A remand is also in order for another reason. “As a matter of immigration policy, a government may expect that an asylum seeker be unable to obtain protection anywhere in his own country before he seeks the protection of another country.” Mazariegos v. United States Att'y Gen., 241 F.3d 1320, 1327 (11th Cir.2001). As a result, in order to satisfy her burden of establishing asylum eligibility, Lopez must show not only past persecution or a well-founded fear of future persecution, but also that she is unable to avail herself of the protection of her home country. Id.

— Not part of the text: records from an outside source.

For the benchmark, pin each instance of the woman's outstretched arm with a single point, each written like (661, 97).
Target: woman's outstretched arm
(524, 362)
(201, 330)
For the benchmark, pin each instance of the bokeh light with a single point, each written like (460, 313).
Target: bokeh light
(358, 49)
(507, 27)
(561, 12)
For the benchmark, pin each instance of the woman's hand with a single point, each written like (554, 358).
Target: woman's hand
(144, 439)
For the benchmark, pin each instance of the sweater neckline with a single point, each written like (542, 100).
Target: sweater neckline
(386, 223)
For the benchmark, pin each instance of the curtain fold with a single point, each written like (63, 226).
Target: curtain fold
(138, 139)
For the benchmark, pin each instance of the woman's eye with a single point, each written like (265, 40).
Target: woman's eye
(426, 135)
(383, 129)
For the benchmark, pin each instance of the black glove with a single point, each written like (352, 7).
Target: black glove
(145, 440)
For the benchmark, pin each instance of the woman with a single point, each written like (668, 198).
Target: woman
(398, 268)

The BIA ruled that because Lopez did not “seek protection from law enforcement authorities in Colombia after her encounters with the [FARC] ․ she failed to demonstrate that the Colombian government is unable or unwilling to protect her.” Although it is not entirely clear, the ruling appears to be that the failure to seek protection without more is enough to defeat a claim for asylum. If so, that decision is not fully consistent with S-A-, 22 I. & N. Dec. 1328, 1335 (BIA 2000). Although the failure to report persecution to local government authorities generally is fatal to an asylum claim, Mazariegos, 241 F.3d at 1327, the BIA in S-A- held that it would be excused where the petitioner convincingly demonstrates that those authorities would have been unable or unwilling to protect her, and for that reason she could not rely on them. 22 I. & N. Dec. at 1335. Lopez contends that through her testimony and the country reports she has convincingly made the showing required by S-A-, and that is a contention which neither the IJ nor the BIA addressed. It should be addressed on remand.
Accordingly, we GRANT the petition for review and REMAND to the BIA for further consideration consistent with this opinion.
1. The IJ's order states that Lopez was attacked by two women, but Lopez's own testimony, which we must accept as true, indicates that she was attacked by two women and a man.